Он провел рукой по лбу, словно отгоняя навязчивый образ. Затем взял со стола гвоздь и маленький молоток, рукоятка которого была причудливо разрисована кабалистическими знаками.
— С некоторых пор, — горько усмехаясь, сказал он, — все мои опыты заканчиваются неудачей. Одна мысль владеет мною и словно клеймит мой мозг огненной печатью. Я даже не могу разгадать тайну Кассиодора[262], светильник которого горел без фитиля и без масла. А между тем это сущий пустяк!
«Как для кого!» — пробурчал про себя Жеан.
— Достаточно, — продолжал священник, — какой-нибудь одной несчастной мысли, чтобы сделать человека бессильным и безумным! О, как бы посмеялась надо мной Клод Пернель, которой не удалось ни на минуту отвлечь Никола Фламеля от его великого дела! Вот я держу в руке магический молот Зехиэля! Всякий раз, когда этот страшный раввин ударял в глубине своей кельи этим молотком по этому гвоздю, тот из его недругов, кого он обрекал на смерть, — будь он хоть за две тысячи лье, — уходил на целый локоть в землю. Даже сам король Франции за то, что однажды опрометчиво постучал в дверь этого волшебника, погрузился по колено в парижскую мостовую. Это произошло меньше чем три столетия тому назад. И что же! Этот молоток и гвоздь принадлежат теперь мне, но в моих руках эти орудия не более опасны, чем «живчик» в руках кузнеца. А ведь все дело лишь в том, чтобы найти магическое слово, которое произносил Зехиэль, когда ударял по гвоздю.
«Пустячок!» — подумал Жеан.
— Ну-ка, попытаемся! — воскликнул архидьякон. — В случае удачи я увижу, как из головки гвоздя сверкнет голубая искра… Эмен-хетан! Эмен-хетан! Нет, не то! Сижеани! Сижеани! Пусть этот гвоздь разверзнет могилу всякому, кто носит имя Феб!.. Проклятие! Опять! Вечно одна и та же мысль!
Он гневно отшвырнул молоток. Затем, низко склонившись над столом, глубоко уселся в кресло и, заслоненный его громадной спинкой, совершенно скрылся с глаз Жеана. В течение нескольких минут Жеану был виден лишь его кулак, судорожно сжатый на какой-то книге. Внезапно Клод встал, схватил циркуль и молча вырезал на стене большими буквами греческое слово:
— Он сошел с ума, — пробормотал Жеан, — гораздо проще написать Fatum[263], ведь не все же обязаны знать по-гречески!
Архидьякон снова уселся в кресло и уронил голову на сложенные руки, подобно больному, чувствующему в ней тяжесть и жар.

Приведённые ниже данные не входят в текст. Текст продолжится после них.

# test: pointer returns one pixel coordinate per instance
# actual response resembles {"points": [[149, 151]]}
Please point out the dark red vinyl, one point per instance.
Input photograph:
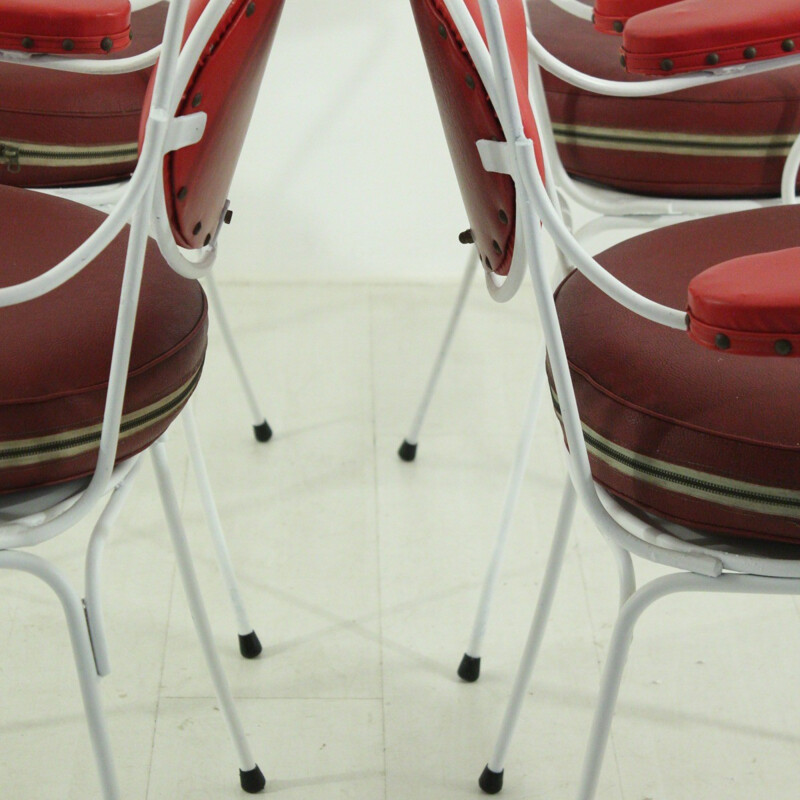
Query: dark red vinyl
{"points": [[468, 116], [56, 350], [642, 144], [224, 86], [693, 35], [749, 304], [655, 392], [60, 109], [66, 27]]}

Школяр с изумлением наблюдал за братом. Открывая свое сердце навстречу всем ветрам, следуя лишь одному закону — влечениям природы, дозволяя страстям своим изливаться по руслам своих наклонностей, Жеан, у которого источник сильных чувств пребывал неизменно сухим — так щедро каждое утро открывались для него все новые и новые стоки, — не понимал, не мог себе представить, с какой яростью бродит и кипит море человеческих страстей, когда ему некуда излиться, как оно переполняется, как вздувается, как рвется из берегов, как размывает сердце, как разражается внутренними рыданиями в безмолвных судорожных усилиях, пока наконец не прорвет свою плотину и не разворотит свое ложе. Суровая ледяная оболочка Клода Фролло, его холодная личина высокой, недосягаемой добродетели вводили Жеана в заблуждение. Жизнерадостный школяр никогда не подозревал, что в глубине покрытой снегом Этны таится кипящая, яростная лава.